The proposed rule applies to specific food products: (1) those foods that meet the definition of “food” under the federal Food, Drug, and Cosmetic Act (FDCA); and (2) foods that are subject to Federal Meat Inspection Act, Poultry Products Inspection Act, or the Egg Products Inspection Act, if those foods’ most predominant ingredients would be subject to the FDCA requirements, or its most predominant ingredient is a broth, stock, water, or something similar, and the second-most predominant ingredient is subject to the FDCA. An example would be a chicken pasta soup where chicken broth is the most predominant ingredient, and pasta is the second-most predominant ingredient.
AMS has identified specific products that would be subject to the rule, based on their presence in the United States market. Foods such as field corn and soybeans that are known to be largely bioengineered and have been highly adopted in the United States. will require a bioengineered disclosure, as will products made from those foods, such as corn meal and soy sauce. Other foods, such as sweet corn and summer squash, are not as highly prevalent in bioengineered forms in the United States and thus have different labeling requirements. However they still require some type of bioengineered disclosure.
Under the proposed rule, disclosure requirements would not be triggered by the use of incidental additives that are made from bioengineered organisms, or food derived from animals that consumed bioengineered feed. In addition, the proposed disclosure requirements would not apply to food that the USDA has certified as organic.

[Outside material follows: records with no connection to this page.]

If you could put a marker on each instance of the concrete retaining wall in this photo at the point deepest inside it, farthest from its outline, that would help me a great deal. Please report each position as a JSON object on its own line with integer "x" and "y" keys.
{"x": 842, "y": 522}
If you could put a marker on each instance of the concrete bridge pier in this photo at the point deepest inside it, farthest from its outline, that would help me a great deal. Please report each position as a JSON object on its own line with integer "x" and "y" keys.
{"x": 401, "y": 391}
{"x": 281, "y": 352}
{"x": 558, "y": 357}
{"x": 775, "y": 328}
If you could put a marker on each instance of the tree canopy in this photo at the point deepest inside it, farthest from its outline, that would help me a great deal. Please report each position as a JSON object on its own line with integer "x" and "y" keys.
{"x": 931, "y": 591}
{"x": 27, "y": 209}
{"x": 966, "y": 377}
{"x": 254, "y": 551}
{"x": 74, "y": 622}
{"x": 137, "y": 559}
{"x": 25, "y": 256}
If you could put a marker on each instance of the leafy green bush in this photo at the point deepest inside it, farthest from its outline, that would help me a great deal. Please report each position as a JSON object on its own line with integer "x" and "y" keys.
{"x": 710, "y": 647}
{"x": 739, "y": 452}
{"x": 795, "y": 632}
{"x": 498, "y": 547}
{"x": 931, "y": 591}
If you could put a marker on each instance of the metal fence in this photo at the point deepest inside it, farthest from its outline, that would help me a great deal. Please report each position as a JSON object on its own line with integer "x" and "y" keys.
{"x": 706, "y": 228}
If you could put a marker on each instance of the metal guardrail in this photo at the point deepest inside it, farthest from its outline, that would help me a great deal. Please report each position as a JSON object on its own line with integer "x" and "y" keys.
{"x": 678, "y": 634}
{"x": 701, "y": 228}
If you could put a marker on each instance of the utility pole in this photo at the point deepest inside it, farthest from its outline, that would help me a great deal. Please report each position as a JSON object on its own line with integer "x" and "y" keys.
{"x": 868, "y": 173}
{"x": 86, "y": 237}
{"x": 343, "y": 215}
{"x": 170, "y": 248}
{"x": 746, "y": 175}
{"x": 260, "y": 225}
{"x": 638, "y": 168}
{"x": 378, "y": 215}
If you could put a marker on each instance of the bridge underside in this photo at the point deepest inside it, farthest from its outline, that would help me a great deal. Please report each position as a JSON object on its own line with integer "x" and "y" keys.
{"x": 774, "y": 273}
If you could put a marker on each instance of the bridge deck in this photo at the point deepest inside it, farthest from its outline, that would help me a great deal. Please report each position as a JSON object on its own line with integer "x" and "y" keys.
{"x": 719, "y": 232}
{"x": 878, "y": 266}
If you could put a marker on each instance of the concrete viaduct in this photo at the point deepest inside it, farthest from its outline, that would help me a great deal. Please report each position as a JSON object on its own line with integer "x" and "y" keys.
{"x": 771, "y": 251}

AMS has proposed a variety of options in terms of how the products can be labeled, and has provided a few different design options as well. Some examples are below:
These labeling requirements are proposed to go into effect on the same dates as the updated FDA labeling rules. For more information about the proposed rule, see our client advisory here.
Comments on this proposal will be accepted until July 3, 2018. AMS does not intend to extend the comment period beyond this date. AMS must provide a final rule by July 29, 2018.
On the same day, the FDA provided a final rule extending the date for required compliance for the final rules for the Nutrition Facts Label and Serving Size Label. Manufacturers that have more than $10 million in annual food sales have an extension from July 26, 2018 to January 1, 2020, and manufacturers with less than $10 million in annual food sales have an extension from July 26, 2019 to January 1, 2021.